I don't think it's possible to do this very well with the C preprocessor. I'd be happy to be proven wrong though!
This (first answer) is:
windows - C++: How to encrypt strings at compile time? - Stack Overflow
seems a decent sort of approach. With a small tweak you can build up the size fairly quickly:
Code:
#define CRYPT16(str) { CRYPT8_(str), CRYPT8_(str+8), '\0' }
#define CRYPT8(str) { CRYPT8_(str), '\0' }
#define CRYPT8_(str) (str)[0] + 1, (str)[1] + 2, (str)[2] + 3, (str)[3] + 4, (str)[4] + 5, (str)[5] + 6, (str)[6] + 7, (str)[7] + 8
However, the range of places where this can be used is pretty small. It's also not legal C to use this to initialise a global array (it is legal C++ though).
Code:
char arr[] = CRYPT8("hello"); // works
char *str = CRYPT8("hello"); // doesn't work, can't initialise char* from braced list of multiple elements
void foo(void)
{
printf(CRYPT8("hello")); // doesn't work, can't convert from braced list to char*
}
Another reason this isn't a great idea is that because you need to decrypt the strings at runtime, you'll have both encryption and decryption of the same strings all over the place in the code. It'd probably be pretty horrible to read, depending on what your program looks like.

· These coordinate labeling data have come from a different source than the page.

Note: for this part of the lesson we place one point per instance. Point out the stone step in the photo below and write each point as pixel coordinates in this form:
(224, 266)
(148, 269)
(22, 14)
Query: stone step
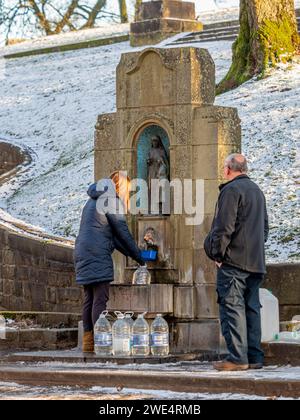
(201, 378)
(279, 353)
(223, 38)
(76, 356)
(45, 319)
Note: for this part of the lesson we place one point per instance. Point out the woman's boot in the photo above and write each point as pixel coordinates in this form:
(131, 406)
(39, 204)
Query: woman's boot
(88, 342)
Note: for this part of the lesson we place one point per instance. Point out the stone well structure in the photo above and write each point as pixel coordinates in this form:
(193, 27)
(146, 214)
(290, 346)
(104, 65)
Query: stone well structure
(160, 19)
(170, 93)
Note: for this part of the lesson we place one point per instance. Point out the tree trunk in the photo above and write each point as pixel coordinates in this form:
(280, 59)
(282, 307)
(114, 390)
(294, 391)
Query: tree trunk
(123, 11)
(137, 9)
(268, 35)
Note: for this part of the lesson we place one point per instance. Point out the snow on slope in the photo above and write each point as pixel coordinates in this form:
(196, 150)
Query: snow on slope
(55, 115)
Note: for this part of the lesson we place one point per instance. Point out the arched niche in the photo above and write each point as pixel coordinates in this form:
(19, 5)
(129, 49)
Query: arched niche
(144, 144)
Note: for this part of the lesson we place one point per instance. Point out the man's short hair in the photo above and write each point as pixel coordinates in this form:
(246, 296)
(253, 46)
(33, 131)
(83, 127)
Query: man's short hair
(237, 163)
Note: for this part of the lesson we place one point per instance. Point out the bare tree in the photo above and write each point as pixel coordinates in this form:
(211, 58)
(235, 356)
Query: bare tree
(51, 17)
(123, 11)
(268, 35)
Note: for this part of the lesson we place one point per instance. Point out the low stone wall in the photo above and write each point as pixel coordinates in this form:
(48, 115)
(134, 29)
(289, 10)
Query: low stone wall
(284, 282)
(10, 157)
(38, 275)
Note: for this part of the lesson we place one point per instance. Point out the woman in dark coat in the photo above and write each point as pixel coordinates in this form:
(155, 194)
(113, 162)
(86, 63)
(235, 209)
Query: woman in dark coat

The ideal solution would be to extend a compiler to support this. Outputting ciphered strings should be easy. Having the compiler automatically generate calls decryption functions for runtime decryption would probably be harder. That's not really a recommendation, bit OTT.
I'd recommend having a separate preprocessing tool go over your code and cipher your strings in the C code, before the compiler or preprocessor have run. How you do this depends on what your code looks like. If you have loads of global strings, it might be easiest to put them all in a separate file and process that. If you have lots of calls to printf with string literals, it'd probably be better to write a tool that can pick out strings from code. I think in perl it'd go something like:
Code:
for each line in file
split line on " characters. # Will either get back the whole line if there are no " chars, or alternating code and literals
leave the code before the " unchanged
cipher the next piece of code, which should be a string literal
join pieces with "
print joined pieces
You might be able to automatically insert some calls to a decipher function too, but that won't work in all cases - i.e. mostly only works in C++, not C. Won't work for initialising an array.
Actually, I just noticed something:
Code:
#define noCRYPT8(str) { noCRYPT8_(str "\0\0\0\0\0\0\0\0"), '\0' }
#define noCRYPT8_(str) (str)[0], (str)[1], (str)[2], (str)[3], (str)[4], (str)[5], (str)[6], (str)[7]
extern const char str[] = noCRYPT8("ABCDefghijkl");
The effect of this is to change the initialisation from a string literal to an array. On GCC on x86-64 this stops the string from being visible in a hex dump. Instead the array is constructed in code -- one movb instruction for each array element. I'm not sure if that's reliable across platforms or not, but is quite convenient!